Il y a encore 10 ans, ça ne se faisait vraiment pas. Un écrivain ne faisait pas sa pub ouvertement sur les réseaux sociaux. La modestie était de mise, même si secrètement, on guettait les articles consacrés à son nouvel opus, on attendait impatiemment d’être invité à telle et telle émission.

Il y avait des attachées de presse pour vanter vos mérites et organiser le battage autour de vous, tandis que vous demeuriez sur votre Aventin, mi-indifférent mi-absent, en tous cas au-dessus de la mêlée.

Vous passiez bien quelques coups de fil pour savoir si untel ou untel avait reçu et lu votre ouvrage, mais il fallait rester discret. Rester sur son quant-à-soi.

Facebook a changé ce code de conduite, et cette modestie apparente n’est plus de mise. Aujourd’hui, même mes copains-écrivains les plus puritains se jettent à l’eau. On tombe ainsi à tous les coins de Facebook sur de l’auto-promo de romancier, comme si au fond l’acte d’écrire s’était tellement banalisé que ça ne vaut plus la peine de rester sur son quant à soi.

Des gens qui écrivent il y en a aujourd’hui plus que de gens qui lisent. Une foire d’empoigne a lieu sous nos yeux entre ces parutions par milliers, et vous aurez compris que je ne m’exclus pas du nombre. Bien au contraire, c’est ma propre expérience qui me dicte cette réflexion.

Etait-ce mieux avant ou maintenant ? Comme toujours, il y a du mieux et du moins bien dans chaque époque. Pour moi, les réseaux sociaux ont été une chance inespérée de continuer à exister comme écrivain, au moment où les éditeurs et la critique m’avaient enterré vivant. J’ai pu ainsi publier des dizaines de chroniques que je n’aurais même pas pris la peine d’écrire auparavant, parce que j’aurais eu à me coltiner les avis, les opinions et jugements des professionnels de la lecture, leurs fines bouches et leur regard détourné.

Peu à peu, en dix ans de Facebook, j’ai réussi à réformer et briser la condamnation à mort que la profession avait prononcée contre moi. J’ai également quitté la France, et j’ai émigré en Israël, renouvelant ainsi mon inspiration. Mystère et prestige.

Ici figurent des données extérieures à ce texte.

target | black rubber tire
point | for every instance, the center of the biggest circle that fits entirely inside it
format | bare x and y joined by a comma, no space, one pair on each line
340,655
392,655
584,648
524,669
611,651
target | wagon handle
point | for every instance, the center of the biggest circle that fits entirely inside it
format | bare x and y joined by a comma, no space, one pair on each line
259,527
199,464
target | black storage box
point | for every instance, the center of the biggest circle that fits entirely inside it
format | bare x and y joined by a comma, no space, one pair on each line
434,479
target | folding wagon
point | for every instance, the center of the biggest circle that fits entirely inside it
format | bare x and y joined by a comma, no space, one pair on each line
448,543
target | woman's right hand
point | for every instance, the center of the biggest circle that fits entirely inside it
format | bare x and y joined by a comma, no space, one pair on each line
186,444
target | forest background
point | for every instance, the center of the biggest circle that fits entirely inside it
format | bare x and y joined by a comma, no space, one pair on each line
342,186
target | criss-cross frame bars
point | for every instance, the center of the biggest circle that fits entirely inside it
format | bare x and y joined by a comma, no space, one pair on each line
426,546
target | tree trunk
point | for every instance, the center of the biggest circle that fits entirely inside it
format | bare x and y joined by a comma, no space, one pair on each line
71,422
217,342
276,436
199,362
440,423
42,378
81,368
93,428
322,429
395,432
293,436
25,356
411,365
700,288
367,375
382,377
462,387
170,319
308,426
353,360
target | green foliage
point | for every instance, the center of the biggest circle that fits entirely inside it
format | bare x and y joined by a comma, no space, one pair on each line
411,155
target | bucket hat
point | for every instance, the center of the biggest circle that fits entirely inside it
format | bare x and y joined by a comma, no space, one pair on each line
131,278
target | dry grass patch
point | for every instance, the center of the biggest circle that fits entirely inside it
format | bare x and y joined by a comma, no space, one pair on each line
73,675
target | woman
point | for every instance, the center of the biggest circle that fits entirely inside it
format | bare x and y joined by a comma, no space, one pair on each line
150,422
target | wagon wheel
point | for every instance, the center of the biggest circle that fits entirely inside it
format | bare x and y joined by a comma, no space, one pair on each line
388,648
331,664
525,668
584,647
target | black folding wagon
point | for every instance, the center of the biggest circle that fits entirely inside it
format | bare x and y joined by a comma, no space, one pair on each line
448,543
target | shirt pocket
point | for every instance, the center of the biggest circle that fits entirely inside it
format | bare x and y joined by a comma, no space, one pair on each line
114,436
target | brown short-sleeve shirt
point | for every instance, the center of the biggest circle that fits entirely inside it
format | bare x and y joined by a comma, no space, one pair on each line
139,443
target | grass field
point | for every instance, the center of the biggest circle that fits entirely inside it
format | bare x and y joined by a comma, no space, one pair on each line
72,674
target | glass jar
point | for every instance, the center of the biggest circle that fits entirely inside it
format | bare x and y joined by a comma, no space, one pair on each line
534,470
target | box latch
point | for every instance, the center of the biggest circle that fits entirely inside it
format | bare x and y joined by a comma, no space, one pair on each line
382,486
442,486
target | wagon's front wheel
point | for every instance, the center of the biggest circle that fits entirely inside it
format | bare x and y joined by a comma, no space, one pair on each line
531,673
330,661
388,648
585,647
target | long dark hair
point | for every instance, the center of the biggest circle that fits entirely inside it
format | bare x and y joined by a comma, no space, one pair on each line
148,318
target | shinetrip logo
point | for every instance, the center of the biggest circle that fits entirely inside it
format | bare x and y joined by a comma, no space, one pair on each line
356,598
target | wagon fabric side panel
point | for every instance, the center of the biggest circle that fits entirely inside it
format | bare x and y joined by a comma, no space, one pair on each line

Mais pour autant, je persiste à penser que Facebook annonce la fin des écrivains. Je le pense parce qu’aujourd’hui, rien n’est plus simple que d’être « ami « avec un écrivain sur Facebook. Cette notion d’ami virtuel est en train d’avoir raison du mystère et du prestige dont jouissait jusque là l’écrivain. Comme le selfie avec une star permet de faire croire qu’on est intime de cette star; de la même façon que WathsApp est une compagnie de téléphone qui vaut des milliards en bourse alors qu’elle est entièrement gratuite pour les usagers, l’écrivain doit se résigner à ce que les lecteurs ( et surtout ses « amis « de Facebook) aient un accès gratuit à sa prose.

A croire que rien ne vaut plus d’être acheté. Et payé. La gratuité a eu raison des auteurs-compositeurs de chansons via You Tube, et toutes les productions de l’esprit deviendront peu à peu gratuites sur les réseaux.

La pandémie ayant fermé théâtres et musées, seules les crèmes de beauté et les Louboutin resteront payants…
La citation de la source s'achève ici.